SaraNade · 01/10/2019 22:06

@batvixen123 Absolutely no misogyny on this thread by anyone. Unless you mean the sexist 'women shouldn't call women out because.....they're women'.

Leighhalfpennysthigh · 01/10/2019 22:09

There are some seriously nasty people on this thread. Definitely misogyny. Totally disgusting human beings. God help you if you ever make a mistake or realise you are married to the wrong person.

KylieKoKo · 01/10/2019 22:14

@SaraNade calling a woman vagina because you disapprove of their behaviour is misogynistic. Its akin to using racial slurs towards people of a different race and then saying it's not racist because they have angered you.

SaraNade · 01/10/2019 22:15

Lol Yes, seriously nasty to call out people that make nasty choices to tear a family apart. Apparently calling a woman to account is misogyny because she is a woman, so therefore shouldn't be called to account. Misogyny writ large right there. So hypocritical.

SaraNade · 01/10/2019 22:17

@KylieKoKo Oh my goodness, people on here call men 'dick's all the time, is that misandrist? Seriously get real. What absolute rubbish, and I think many don't actually know what real misogyny is.

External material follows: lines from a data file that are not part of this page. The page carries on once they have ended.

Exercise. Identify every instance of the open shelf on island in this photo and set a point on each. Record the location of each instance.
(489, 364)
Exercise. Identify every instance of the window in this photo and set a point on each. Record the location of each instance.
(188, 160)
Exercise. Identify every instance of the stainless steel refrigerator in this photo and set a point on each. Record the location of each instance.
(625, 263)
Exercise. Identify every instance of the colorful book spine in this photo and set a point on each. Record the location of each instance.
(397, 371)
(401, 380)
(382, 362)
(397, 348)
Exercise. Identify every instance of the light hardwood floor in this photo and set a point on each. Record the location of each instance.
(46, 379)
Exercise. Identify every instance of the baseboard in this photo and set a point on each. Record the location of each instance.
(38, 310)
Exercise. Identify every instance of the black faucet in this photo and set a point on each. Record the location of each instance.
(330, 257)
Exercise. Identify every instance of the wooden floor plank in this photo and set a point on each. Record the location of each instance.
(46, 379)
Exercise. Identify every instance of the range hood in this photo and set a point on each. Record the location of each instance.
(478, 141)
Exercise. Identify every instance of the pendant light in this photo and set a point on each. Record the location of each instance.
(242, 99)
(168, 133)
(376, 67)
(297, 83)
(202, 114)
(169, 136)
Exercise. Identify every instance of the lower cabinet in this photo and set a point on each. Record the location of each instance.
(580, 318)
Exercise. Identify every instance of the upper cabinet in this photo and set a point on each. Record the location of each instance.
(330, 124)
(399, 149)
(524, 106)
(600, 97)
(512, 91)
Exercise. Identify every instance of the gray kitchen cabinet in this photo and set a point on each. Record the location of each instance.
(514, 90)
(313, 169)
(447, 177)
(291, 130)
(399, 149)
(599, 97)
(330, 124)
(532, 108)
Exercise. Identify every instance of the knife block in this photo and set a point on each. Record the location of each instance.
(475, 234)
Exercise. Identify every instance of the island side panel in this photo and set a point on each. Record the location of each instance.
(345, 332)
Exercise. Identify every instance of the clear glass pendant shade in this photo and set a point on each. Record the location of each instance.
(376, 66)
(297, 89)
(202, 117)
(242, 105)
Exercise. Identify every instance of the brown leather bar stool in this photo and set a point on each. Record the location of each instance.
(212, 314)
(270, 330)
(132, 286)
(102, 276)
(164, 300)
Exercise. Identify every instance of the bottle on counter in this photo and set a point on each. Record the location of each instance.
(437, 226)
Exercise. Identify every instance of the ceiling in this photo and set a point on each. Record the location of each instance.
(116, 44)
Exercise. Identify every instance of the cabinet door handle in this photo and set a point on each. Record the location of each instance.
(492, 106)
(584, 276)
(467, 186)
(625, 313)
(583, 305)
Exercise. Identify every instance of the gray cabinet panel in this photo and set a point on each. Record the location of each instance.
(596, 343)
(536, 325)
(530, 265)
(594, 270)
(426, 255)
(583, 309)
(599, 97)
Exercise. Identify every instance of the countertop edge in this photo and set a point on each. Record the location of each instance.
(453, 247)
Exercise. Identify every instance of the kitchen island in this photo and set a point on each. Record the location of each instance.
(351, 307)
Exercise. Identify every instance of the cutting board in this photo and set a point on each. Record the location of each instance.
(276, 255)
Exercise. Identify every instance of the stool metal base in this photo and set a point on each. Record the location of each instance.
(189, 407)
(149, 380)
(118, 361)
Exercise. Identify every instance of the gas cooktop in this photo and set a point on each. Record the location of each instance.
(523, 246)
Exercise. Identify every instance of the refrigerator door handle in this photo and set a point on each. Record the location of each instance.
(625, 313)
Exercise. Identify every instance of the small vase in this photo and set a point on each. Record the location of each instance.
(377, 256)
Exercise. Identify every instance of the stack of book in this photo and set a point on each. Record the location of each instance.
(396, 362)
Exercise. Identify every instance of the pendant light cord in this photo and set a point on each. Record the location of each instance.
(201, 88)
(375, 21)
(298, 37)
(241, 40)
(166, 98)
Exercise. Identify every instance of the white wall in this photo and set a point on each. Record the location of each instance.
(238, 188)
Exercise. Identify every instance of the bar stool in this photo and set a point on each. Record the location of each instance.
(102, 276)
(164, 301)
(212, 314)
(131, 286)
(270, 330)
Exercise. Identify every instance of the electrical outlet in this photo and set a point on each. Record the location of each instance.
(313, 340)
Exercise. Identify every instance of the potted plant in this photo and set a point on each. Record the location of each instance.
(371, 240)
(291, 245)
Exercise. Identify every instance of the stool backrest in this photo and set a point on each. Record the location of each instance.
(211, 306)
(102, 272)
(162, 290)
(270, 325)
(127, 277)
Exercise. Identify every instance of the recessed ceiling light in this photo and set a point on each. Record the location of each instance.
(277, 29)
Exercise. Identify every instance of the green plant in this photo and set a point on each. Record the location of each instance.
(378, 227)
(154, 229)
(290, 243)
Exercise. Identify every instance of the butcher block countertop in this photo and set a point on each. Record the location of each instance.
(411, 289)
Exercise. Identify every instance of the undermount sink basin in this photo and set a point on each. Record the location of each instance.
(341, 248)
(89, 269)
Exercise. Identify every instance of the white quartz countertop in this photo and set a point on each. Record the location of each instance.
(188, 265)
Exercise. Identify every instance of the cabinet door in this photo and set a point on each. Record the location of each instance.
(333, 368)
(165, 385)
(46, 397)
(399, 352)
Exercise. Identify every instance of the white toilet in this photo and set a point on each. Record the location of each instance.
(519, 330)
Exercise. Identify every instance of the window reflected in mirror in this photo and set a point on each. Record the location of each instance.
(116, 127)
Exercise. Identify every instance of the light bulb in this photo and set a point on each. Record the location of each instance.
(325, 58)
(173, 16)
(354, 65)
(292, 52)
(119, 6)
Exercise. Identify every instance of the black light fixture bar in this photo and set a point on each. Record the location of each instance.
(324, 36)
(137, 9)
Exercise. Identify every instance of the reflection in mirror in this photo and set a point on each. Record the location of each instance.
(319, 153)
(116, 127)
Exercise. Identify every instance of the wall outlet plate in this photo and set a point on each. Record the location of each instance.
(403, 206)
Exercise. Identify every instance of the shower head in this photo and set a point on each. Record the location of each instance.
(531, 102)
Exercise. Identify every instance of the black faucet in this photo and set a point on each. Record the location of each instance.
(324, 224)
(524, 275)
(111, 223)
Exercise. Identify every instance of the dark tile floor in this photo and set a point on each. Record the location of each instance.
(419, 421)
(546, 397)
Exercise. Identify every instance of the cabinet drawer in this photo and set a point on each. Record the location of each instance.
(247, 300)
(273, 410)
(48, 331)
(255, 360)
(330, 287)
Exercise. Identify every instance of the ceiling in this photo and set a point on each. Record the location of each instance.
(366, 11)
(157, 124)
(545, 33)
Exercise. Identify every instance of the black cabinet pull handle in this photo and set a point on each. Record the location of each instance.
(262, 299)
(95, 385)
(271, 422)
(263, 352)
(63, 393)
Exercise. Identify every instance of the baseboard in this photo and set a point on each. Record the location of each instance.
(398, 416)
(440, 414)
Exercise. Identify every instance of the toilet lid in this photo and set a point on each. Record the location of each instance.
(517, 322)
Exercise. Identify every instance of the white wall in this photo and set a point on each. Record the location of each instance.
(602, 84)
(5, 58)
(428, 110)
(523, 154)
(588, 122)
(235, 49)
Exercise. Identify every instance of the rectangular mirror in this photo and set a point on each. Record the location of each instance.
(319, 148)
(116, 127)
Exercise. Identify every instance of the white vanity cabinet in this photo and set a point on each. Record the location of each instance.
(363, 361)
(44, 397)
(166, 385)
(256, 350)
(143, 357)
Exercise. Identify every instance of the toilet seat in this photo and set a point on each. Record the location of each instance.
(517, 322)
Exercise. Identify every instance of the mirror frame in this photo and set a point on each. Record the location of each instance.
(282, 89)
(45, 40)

Theredjellybean · 01/10/2019 22:24

I was ow.
My dp's children and family and friends all welcomed me.
His marriage had been hell, he was miserable.. They were glad when it ended and he was actually happy with a living supportive partner.
My brother left his wife for his affair partner and we all cheered as his ex wife made his life miserable.
Why do we presume that all relationships that start this way will be met with hostility?
My dsd often tell me how much they love seeing their father happy with me.

Leighhalfpennysthigh · 01/10/2019 22:26

Why does anyone need to hold anyone to account? Ffs. It is just two people who decide that they prefer each other to their current partners. It happens on both sides. It may not be a pleasant experience, but any man or woman who gives another person enough power to ruin their lives has bigger problems than a relationship breakdown.